As the first quarter is nearing an end, the State Bank of Vietnam (SBV) has bought a volume of foreign exchange worth billions of U.S. dollars, equal to the total sum of last year, an unprecedented record in a three-month period. The volume of Vietnam dong pumped into the market to buy the greenback since early this year has surpassed the VND100 trillion mark, which forces the central bank to re-open the treasury bill channel to withdraw money. On the Interbank market, overnight interest rate of the dong and other rates applicable to short terms have gone down compared with earlier this year with the overnight rate removed from the annual 4%-5% peak that has been established for months. This rate is ranging between 3.1% and 3.2% per year.
Widening savings rates
Commenting on the real estate market, Nguyen Hoang Minh, vice director of the SBV HCMC Branch, says in recent months, loans extended to realty developers have apparently been slower, which may means estate supplies are going to shrink. Minh says estate firms in HCMC no longer have as many as realty projects as they used. In addition, more stringent ownership transfer procedures which take more time to complete is to a certain extent dampening the estate market.

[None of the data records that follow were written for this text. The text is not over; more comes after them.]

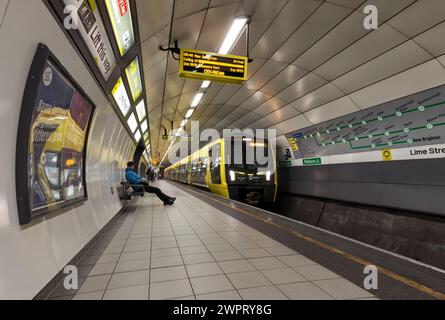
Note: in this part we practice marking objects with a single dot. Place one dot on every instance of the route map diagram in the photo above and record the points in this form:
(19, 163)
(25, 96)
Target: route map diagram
(416, 120)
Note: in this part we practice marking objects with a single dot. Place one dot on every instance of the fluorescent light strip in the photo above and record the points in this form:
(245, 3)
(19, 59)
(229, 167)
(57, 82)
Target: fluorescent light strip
(232, 37)
(189, 113)
(197, 99)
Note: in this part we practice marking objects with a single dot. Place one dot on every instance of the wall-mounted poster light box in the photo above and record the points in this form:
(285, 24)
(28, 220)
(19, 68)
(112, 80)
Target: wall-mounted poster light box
(121, 97)
(92, 31)
(144, 126)
(134, 78)
(138, 136)
(119, 12)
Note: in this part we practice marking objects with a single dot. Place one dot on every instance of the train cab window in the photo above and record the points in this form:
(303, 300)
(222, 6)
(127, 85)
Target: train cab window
(215, 163)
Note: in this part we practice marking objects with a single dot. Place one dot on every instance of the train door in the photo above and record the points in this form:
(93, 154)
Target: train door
(215, 166)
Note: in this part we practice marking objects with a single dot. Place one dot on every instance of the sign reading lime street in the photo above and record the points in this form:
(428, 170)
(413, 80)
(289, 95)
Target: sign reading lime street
(202, 65)
(405, 129)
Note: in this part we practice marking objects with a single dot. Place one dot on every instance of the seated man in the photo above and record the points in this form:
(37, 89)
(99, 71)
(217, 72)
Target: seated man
(135, 180)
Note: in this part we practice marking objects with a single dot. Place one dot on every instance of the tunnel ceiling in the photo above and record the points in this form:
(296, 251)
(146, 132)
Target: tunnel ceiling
(313, 60)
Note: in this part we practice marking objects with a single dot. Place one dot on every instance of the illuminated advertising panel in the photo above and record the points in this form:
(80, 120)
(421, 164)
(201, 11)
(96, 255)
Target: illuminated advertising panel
(119, 12)
(51, 153)
(121, 97)
(91, 28)
(137, 136)
(134, 79)
(144, 126)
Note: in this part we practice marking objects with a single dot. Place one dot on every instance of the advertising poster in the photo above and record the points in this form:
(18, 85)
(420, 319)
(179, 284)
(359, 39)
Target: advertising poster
(120, 16)
(91, 28)
(59, 126)
(121, 97)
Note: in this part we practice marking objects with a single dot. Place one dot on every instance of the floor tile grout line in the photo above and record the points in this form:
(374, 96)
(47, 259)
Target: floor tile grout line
(182, 257)
(151, 248)
(115, 267)
(260, 271)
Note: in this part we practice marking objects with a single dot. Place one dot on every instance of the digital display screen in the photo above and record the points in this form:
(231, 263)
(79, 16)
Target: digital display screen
(134, 79)
(202, 65)
(120, 15)
(121, 97)
(92, 30)
(60, 120)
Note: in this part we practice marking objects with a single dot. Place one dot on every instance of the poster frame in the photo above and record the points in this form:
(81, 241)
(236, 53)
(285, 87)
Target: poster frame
(25, 212)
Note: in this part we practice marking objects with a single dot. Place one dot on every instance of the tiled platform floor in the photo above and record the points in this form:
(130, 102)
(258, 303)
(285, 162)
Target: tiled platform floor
(194, 251)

Although banks have tightened their credit for estate developers and traders, they are still take it easy for individual homeowners. Credit for livelihood, mainly used to own houses to live in, of the entire banking system has amounted to VND1.41 quadrillion, accounting for over 19.5% of the total outstanding debt. It is understandable why banks have favored individual home ownership as this segment is safer than credit for estate developers.

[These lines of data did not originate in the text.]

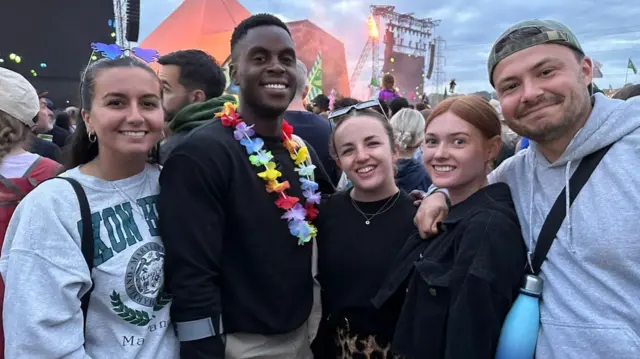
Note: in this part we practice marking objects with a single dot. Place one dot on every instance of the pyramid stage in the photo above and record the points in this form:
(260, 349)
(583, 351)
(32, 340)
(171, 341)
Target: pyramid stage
(208, 24)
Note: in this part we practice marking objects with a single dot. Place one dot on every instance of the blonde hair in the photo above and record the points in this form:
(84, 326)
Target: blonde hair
(12, 134)
(408, 128)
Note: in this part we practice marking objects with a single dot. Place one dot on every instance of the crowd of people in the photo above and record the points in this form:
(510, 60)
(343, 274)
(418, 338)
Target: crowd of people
(165, 218)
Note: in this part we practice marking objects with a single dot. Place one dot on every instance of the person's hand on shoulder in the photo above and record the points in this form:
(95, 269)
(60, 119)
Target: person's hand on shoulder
(432, 211)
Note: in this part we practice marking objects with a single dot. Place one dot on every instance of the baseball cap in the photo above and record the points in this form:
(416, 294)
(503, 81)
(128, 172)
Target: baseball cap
(548, 31)
(18, 97)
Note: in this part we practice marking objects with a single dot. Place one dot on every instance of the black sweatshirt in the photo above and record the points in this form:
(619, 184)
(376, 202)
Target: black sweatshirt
(462, 282)
(229, 255)
(353, 260)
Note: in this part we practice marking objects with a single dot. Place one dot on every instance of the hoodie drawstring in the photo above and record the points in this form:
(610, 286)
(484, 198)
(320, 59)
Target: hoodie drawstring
(567, 203)
(531, 248)
(567, 176)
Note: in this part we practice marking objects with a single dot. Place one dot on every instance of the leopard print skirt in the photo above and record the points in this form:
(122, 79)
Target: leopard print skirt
(357, 346)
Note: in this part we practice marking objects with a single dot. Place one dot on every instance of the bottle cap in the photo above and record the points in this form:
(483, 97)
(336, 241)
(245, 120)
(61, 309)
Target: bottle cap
(532, 284)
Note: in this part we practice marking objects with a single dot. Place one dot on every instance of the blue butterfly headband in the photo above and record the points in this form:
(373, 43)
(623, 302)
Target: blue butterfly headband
(113, 51)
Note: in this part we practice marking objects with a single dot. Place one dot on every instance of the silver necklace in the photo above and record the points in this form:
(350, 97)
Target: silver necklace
(125, 196)
(369, 216)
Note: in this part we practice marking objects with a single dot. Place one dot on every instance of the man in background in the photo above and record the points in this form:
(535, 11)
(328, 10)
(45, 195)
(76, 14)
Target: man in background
(320, 105)
(188, 77)
(312, 127)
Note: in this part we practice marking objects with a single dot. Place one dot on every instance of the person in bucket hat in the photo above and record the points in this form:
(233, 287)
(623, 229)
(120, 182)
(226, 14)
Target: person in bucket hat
(542, 76)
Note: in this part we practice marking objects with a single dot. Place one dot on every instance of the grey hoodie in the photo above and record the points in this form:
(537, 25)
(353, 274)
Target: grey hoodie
(590, 305)
(46, 275)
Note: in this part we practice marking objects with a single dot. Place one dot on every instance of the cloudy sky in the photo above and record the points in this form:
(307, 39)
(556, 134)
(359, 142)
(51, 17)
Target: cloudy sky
(608, 33)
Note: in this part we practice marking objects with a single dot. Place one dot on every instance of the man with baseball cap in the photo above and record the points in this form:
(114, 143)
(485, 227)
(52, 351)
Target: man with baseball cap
(590, 305)
(19, 99)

From this standpoint, when banks’ output is focused on individual customers because of higher lending rates, it is more likely that credit institutions will keep their deposit interest rates at the current rates to sustain their capital mobilizing pace. Deposit rates will therefore not be likely to fall.
Bankers say it is not easy for interest rates to drop due to not only difficulties in output but also competition among themselves. Some banks which are still grappled with a high rate of real bad debt and whose credit mostly serves a limited clientele need to have stable input of capital mobilization to ensure their liquidity. They would not therefore cut their deposit rates. The above situation makes the gap of deposits of the same term offered by different banks ever larger. One bank offers an annual 6.5% rate for six-month deposits while another gives a 8% rate. The 1.5% margin is way too big. So, capital will be drawn to banks offering higher rates.
In order not to fall behind in the race for capital mobilization, a host of banks have had to raise their deposit rates. This means interest rates will not go down in the short term.
Possible scenario of a lower rate
Last year, credit growth was merely shy of 14% while public investment failed to disburse all its allocation. However, gross domestic product (GDP) growth soared to 7.08% due to the inflow of foreign direct investment (FDI). This year’s foreign investment sector’s growth, viewed from statistics released by the General Statistics Office, would not be as high as last year. Specifically, the key manufacturing industry, electronics, posted a growth rate of only 5.2% versus 38.3% in the same period last year. Cell phone production fell by 7.6%. This fall was expected as Samsung changed its plan to reduce production in Vietnam. However, other industries—such as mining, motorized vehicle production and textile and garments have sustained a relatively high growth rate. The only exception is agricultural production and agricultural export which generated a slower-than-expected rate.
The GDP rate of the first quarter is projected by the Ministry of Planning and Investment at 6.5%, a rise way below assumption of both the Government and the business circle.